In his years with Sherlock Holmes, I can imagine that Watson got his hands on manuscripts from more than a few people who wanted their stories made known to the public. Obviously, the good doctor could not publish them all, but instead had to exercise his powers of selection. Why were Jefferson Hope and John Douglas the two whose long histories made the cut? Are there any Canonical characters whose past history would interest us even more? For instance, would it be fun to know more about Irene Adler and the King of Bohemia? Anyone else?
This is the last of the four Sherlock Holmes novels, and like Study and Hound, a very large percentage of Valley is devoted to the doings of characters other than Sherlock Holmes. And now I wonder: Would it have been possible to write a completely satisfying novel where the focus was almost entirely upon Sherlock Holmes?
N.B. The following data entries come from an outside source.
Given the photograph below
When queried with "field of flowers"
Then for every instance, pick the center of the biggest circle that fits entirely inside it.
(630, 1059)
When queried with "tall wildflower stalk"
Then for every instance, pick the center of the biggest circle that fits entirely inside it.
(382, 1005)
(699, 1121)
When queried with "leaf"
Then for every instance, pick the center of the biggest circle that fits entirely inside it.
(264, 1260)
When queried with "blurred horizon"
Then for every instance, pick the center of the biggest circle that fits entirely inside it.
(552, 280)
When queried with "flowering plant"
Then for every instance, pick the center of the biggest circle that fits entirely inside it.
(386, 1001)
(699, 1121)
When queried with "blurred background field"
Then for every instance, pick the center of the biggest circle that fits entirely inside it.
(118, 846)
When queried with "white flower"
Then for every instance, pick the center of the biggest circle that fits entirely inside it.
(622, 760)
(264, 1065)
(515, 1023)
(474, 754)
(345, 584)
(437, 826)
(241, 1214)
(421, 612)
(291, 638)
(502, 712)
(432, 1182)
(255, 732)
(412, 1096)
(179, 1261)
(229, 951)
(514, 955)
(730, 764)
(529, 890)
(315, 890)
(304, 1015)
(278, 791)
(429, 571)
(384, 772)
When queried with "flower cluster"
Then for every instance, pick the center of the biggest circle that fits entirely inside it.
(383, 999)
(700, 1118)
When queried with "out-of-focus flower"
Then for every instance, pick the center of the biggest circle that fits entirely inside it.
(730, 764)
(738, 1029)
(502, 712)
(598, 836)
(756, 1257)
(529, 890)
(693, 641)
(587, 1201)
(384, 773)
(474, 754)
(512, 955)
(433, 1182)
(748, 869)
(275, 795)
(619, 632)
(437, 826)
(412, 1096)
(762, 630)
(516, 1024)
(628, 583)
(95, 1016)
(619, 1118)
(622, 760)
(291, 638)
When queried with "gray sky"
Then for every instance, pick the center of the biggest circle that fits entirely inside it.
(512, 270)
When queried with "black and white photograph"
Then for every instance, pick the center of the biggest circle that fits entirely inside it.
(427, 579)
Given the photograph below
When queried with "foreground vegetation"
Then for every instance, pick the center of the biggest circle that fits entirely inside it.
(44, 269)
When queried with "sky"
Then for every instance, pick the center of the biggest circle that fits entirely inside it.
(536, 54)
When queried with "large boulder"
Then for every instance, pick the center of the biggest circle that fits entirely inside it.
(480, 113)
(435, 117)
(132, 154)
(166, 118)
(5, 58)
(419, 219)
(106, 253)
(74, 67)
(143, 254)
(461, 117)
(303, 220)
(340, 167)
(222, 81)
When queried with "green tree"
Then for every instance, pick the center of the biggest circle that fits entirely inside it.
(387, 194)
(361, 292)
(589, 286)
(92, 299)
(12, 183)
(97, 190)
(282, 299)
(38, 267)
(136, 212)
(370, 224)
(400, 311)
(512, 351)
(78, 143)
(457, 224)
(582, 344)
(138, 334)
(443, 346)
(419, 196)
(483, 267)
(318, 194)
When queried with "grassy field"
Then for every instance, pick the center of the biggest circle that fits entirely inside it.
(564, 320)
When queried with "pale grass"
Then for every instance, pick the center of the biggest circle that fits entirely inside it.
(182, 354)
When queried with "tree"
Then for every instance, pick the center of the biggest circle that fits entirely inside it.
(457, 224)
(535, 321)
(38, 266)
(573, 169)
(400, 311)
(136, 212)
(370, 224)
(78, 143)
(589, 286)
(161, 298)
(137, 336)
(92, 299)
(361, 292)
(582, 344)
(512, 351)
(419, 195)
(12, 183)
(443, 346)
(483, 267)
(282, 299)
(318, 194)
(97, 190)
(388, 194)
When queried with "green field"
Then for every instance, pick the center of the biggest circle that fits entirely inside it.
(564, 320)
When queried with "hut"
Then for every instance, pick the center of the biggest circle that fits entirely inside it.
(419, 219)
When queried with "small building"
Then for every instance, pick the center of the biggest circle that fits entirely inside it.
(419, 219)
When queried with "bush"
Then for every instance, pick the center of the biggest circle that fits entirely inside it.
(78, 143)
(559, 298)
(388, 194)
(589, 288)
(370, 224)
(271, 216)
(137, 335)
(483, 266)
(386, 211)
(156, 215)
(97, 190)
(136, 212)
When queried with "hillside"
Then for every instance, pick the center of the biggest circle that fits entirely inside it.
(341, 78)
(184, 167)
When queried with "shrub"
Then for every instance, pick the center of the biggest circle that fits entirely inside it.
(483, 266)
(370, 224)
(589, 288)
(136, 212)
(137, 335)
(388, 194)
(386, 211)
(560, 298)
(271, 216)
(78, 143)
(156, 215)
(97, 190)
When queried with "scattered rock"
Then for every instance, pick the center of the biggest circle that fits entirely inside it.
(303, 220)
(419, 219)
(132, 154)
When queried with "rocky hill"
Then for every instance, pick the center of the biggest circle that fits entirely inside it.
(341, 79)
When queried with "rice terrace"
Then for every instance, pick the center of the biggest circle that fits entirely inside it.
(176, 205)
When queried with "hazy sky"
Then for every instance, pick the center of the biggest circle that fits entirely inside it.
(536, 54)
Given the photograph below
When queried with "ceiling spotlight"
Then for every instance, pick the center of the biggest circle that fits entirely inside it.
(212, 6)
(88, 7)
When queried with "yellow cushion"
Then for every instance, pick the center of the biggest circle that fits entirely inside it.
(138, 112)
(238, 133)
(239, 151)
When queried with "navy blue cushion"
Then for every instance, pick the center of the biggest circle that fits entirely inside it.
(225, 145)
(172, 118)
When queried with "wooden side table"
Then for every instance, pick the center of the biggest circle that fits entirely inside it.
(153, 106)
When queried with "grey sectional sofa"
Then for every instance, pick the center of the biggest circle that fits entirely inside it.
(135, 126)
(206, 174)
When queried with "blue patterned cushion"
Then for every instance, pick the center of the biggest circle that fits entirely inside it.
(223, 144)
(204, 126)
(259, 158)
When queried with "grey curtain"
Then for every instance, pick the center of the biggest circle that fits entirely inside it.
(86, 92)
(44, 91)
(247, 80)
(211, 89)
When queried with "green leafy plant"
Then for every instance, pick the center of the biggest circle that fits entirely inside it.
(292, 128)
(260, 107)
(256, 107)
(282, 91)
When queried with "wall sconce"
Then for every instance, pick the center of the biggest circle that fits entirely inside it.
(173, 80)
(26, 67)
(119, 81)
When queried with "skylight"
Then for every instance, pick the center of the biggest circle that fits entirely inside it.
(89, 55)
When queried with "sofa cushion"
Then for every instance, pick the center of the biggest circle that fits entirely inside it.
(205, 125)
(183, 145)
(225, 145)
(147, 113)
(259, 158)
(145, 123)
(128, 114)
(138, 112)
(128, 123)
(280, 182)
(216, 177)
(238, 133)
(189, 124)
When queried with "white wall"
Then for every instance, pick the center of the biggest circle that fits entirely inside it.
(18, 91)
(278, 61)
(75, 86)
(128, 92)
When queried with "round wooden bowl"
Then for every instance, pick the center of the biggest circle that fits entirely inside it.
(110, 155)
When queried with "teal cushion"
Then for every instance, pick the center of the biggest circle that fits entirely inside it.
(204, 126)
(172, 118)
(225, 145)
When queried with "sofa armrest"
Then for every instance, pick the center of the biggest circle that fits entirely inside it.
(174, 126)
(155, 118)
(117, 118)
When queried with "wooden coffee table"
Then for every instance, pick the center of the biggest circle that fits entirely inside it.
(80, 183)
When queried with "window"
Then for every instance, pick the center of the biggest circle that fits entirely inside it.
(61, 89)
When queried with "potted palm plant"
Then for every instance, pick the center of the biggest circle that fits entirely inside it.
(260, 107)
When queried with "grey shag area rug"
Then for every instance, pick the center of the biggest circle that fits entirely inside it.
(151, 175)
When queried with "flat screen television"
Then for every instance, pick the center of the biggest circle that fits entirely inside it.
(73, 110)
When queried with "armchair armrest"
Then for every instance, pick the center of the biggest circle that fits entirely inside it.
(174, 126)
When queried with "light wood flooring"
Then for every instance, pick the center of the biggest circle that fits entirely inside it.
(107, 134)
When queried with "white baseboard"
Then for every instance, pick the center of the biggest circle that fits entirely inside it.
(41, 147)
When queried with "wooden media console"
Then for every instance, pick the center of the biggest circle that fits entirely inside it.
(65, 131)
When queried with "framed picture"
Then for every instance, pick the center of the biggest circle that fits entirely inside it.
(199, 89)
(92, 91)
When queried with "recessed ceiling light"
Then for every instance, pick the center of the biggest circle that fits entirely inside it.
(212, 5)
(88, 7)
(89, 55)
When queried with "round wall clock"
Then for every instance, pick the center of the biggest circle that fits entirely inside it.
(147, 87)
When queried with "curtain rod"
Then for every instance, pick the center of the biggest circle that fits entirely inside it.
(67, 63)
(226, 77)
Is there any way that Valley could have been stretched to novel length with more about Holmes and less about Birdy Edwards? Would Hound have been an even better novel if we had followed Holmes onto the moor instead of staying almost exclusively with Watson’s point of view?
Some questins: Why did Porlock send his note to Sherlock Holmes in code? Wouldn’t Moriarty have been able to figure out the gist of it anyway, merely from the names that weren’t in code?
How could Moriarty come upon Porlock by surprise while Porlock was writing his message? Did they live in the same house? And if Porlock was a part of Moriarty’s high-paying organization, why did he make so little money that a ten-pound note from Sherlock Holmes was a significant inducement to betrayal?
Holmes said the key to the Birlstone mystery was the missing dumb-bell. When I read the story, however, I thought it was the missing wedding ring that provided the essential clue to the solution of the problem. Holmes also took note of the missing ring, but for him the case really seemed to come together over the question of that dumb-bell. For what reasons might Holmes have been more inclined to focus on this piece of evidence more so than the ring?